Je suis laid et malfaisant, mon sang est une slivovitz de haïdouk - il se transforme en farine de poudre en s'égouttant ! Je suis un rat qui grignote les chartes royales / impériales et les immenses lavures aux apparences baroques. J'ai peur de me voir si affreux dans un miroir, assoiffé d'un sang d'eau de vie, avec des dents de vampire pareilles à des poignards qui s'écoulent le long de ma gueule ! (Ivan Negrišorac)
Vers qui me rappellent furieusement ceux de Césaire :
C'était un nègre dégingandé sans rythme ni mesure. Un nègre dont les yeux roulaient une lassitude sanguinolente, Un nègre sans pudeur et ses orteils ricanaient de façon assez puante au fond de la tanière entrebâillée de ses souliers (…) Et l'ensemble faisait parfaitement un nègre hideux, un nègre grognon, un nègre mélancolique, un nègre affalé, ses mains réunies en prière sur un bâton noueux.

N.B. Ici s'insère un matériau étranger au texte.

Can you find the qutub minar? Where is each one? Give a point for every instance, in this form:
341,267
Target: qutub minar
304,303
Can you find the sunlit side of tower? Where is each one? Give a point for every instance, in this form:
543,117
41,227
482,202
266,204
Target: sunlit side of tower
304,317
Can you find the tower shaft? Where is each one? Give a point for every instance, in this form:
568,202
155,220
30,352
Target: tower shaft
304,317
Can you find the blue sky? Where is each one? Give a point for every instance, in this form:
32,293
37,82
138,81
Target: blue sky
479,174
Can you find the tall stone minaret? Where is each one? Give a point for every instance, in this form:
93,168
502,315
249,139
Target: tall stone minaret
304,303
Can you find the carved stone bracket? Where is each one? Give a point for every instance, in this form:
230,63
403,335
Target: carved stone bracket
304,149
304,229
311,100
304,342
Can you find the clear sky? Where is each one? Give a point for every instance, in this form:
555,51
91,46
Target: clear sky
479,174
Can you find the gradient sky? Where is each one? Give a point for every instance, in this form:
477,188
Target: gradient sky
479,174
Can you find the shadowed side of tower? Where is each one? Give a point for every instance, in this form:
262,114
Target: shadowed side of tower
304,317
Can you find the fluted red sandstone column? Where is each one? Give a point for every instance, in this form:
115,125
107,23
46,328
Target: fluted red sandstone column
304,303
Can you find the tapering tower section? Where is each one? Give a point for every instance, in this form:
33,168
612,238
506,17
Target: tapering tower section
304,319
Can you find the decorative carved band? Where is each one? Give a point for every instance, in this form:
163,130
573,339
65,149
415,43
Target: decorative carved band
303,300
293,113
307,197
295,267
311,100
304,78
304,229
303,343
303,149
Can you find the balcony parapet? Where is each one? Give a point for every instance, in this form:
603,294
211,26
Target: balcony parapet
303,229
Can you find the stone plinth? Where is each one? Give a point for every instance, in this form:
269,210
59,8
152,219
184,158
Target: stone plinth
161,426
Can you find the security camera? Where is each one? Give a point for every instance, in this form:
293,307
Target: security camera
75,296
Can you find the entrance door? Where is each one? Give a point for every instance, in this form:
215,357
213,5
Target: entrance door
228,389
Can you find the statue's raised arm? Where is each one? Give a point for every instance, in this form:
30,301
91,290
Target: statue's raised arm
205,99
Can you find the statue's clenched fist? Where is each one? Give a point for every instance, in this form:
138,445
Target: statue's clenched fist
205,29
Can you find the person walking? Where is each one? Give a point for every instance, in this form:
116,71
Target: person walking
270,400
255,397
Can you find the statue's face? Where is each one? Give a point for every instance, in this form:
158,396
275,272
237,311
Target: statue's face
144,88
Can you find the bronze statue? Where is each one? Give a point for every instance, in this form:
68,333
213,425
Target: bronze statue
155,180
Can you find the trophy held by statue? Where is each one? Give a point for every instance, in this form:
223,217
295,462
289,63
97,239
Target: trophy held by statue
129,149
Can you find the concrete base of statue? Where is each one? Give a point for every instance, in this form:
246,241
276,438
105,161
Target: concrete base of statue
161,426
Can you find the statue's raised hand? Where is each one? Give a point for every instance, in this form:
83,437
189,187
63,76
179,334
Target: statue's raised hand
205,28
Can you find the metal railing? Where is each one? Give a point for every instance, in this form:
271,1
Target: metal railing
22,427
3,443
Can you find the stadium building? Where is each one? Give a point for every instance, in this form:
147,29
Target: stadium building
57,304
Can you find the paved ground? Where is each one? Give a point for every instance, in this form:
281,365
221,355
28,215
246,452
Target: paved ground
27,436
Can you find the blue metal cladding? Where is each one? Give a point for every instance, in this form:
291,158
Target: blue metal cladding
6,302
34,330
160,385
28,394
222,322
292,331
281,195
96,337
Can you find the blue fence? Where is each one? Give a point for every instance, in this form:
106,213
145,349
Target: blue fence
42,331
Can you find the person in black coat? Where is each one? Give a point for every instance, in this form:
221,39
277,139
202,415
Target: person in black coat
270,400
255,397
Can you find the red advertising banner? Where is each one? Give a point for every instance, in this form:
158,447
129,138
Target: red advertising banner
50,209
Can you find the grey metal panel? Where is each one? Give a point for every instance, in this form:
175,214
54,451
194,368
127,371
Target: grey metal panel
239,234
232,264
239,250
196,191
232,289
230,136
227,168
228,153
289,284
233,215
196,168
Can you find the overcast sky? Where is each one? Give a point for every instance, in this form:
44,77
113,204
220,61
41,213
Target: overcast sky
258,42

Un nègre enseveli dans une vieille veste élimée. Un nègre comique et laid et des femmes derrière moi ricanaient en le regardant. Il était COMIQUE ET LAID COMIQUE ET LAID pour sûr ; J'arborai un grand sourire complice… Ma lâcheté retrouvée !
Le nègre d'Europe est bien un serbe ! On lui construit une image. On devise sur son humanité. On s'interroge sur son degré de civilisation, sur sa capacité à comprendre la modernité de ce monde. Lui qui est à l'origine de nombre de conflits, de guerres, de génocides de ces derniers siècles…
Pour sûr, il est affreux et malfaisant…A civiliser !
En ce temps-là A coups de gueule de civilisation A coups d'eau bénite sur les fronts domestiqués Les vautours construisaient à l'ombre de leurs serres Le sanglant monument de l'ère tutélaire […] O le souvenir acide des baisers arrachés Les promesses mutilées au choc des mitrailleuses Hommes étranges qui n'étiez pas des hommes Vous saviez tous les livres vous ne saviez pas l'amour (David Diop)
L'errance nous unit, non comme une perdition mais comme une merveilleuse dérive dans toutes les mers. Nous nous limiterons bien sur le même horizon, nous alignerons bien sur ce trait inaccessible parfois rougi par un disque couchant.
Je lis.
EN VAIN CHERCHES-TU TON CHEMIN VERITABLE SUR TERRE CAR TOUS LES CHEMINS MENENT SOUS ELLE... (Zoran Bognar)
*Avant-propos de l’Antologija srpske poezije na francuskom jeziku [Anthologie de la poésie serbe en langue française].Traduit et présenté par Boris Lazitch.